Good old Dan. I think he’d amputate his right arm to help me. Too bad he can’t cut off his stomach. Paranoid about the man next to me (he hasn’t said a word in a minute), I don’t go into what’s happening above me in Room 542. Without asking for details, Dan also agrees to pretend to be my assistant and interview the motel manager, and we set a time for him to come to the house, and then I take the elevator back to the fifth floor.

Upstairs, Leigh and Jessie are fast becoming friends.

“Leigh’d be great undercover,” Jessie says dryly, “up to a point.”

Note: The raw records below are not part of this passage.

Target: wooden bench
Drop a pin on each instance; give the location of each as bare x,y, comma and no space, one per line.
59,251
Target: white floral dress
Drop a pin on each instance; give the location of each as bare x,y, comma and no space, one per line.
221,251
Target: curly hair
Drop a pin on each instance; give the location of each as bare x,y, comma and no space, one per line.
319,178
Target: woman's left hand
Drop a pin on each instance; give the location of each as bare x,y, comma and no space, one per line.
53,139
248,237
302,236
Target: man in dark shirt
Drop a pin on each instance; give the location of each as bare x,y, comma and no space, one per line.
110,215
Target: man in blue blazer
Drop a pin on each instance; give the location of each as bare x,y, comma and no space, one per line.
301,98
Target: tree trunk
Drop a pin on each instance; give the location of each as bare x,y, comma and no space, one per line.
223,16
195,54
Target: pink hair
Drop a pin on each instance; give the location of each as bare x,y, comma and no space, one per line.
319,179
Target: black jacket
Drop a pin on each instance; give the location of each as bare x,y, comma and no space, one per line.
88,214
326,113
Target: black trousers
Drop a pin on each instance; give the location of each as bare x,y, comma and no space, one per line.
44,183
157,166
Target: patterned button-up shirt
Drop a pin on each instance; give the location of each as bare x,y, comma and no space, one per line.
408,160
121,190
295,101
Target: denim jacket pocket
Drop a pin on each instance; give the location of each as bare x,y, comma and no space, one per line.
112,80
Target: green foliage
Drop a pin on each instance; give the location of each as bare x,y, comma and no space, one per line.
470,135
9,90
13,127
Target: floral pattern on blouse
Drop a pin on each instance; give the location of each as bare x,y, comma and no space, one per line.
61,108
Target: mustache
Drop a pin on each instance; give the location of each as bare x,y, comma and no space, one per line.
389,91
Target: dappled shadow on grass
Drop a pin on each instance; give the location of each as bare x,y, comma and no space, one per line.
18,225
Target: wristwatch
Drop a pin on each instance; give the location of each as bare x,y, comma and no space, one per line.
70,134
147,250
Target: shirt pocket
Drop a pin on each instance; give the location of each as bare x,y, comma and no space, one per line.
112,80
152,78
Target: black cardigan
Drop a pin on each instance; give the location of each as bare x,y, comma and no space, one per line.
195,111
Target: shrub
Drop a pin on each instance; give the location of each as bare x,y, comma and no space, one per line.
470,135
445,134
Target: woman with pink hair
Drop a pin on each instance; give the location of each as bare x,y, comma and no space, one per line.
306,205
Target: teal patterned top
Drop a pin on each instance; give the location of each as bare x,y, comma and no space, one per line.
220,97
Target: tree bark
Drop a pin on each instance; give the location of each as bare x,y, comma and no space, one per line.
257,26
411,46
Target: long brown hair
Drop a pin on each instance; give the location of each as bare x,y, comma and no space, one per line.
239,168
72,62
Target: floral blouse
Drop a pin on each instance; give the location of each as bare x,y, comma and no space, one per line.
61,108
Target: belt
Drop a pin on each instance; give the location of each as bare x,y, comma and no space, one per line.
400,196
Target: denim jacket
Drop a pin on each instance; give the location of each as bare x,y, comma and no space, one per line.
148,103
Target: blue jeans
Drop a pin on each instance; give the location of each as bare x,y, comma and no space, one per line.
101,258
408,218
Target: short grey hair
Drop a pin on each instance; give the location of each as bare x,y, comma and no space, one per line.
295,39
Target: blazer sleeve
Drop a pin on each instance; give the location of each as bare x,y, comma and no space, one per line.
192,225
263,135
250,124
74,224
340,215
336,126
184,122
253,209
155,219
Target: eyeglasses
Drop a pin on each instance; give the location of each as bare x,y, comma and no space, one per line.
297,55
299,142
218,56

She is studying Leigh with unconcealed admiration. I ask, “And what point is that?”

Jessie nudges Leigh in the ribs.

“I don’t get many requests to take off my shirt in my line of work,” she says.

“I suspect Leigh would.”

Leigh giggles unexpectedly, and for the first time since I’ve known her, I get a glimpse of the woman inside the stiff, frozen mask. I have mistaken fear for haughtiness. Jessie tells a story about an arson investigation she conducted in Southern California involving a building owned by a nude sunbathers’ association.

“I

swear to God the owner talked to me buck naked. She looked so comfortable I would have joined her if I hadn’t been wired for sound.”

Jessie, even as she entertains us, remains sensitive to Leigh, who must have confided in her while I was downstairs.

“He won’t suspect a thing if you just act natural,” she says, patting Leigh on the shoulder as we talk to her about the conversation she will have with Shane. I tell her to call him and suggest they meet in his office. If her mother is there, Shane won’t implicate himself.

When Leigh calls and reaches him at the church, I notice a flicker of uncertainty on her face. I wonder if this idea will backfire. Shane has spent a lifetime dominating her. The possibility that she may put him on the defensive seems remote. Jessie, to her everlasting credit, invites Leigh to spend the night in her room after I tell her that I was followed to Rainey’s. I do not trust my old friend Kim Keogh or her cameraman not to reveal where Leigh is staying. As Leigh and I leave the room together to drive to the Delta Inn to get her car I make her promise to come by my house after she has talked to her father and picked up her clothes from her parents house. I advise her not to go back to Rainey’s.

Sarah can run over there for her clothes.

“We have a lot of work to do tonight,” I tell her.

She nods, but I can tell she is already thinking about meeting her father. I wonder how I would feel if I suspected my father had murdered my spouse. My father’s own suicide in a mental hospital when I was fourteen left me with questions that will never be answered. As we hit the freeway traffic, I am forced to admit to my self that Leigh may be conning me. Yet she seemed so innocent in the hotel room with Jessie that I was convinced for a moment I was representing a person incapable of murder. Maybe the jury will think so, too.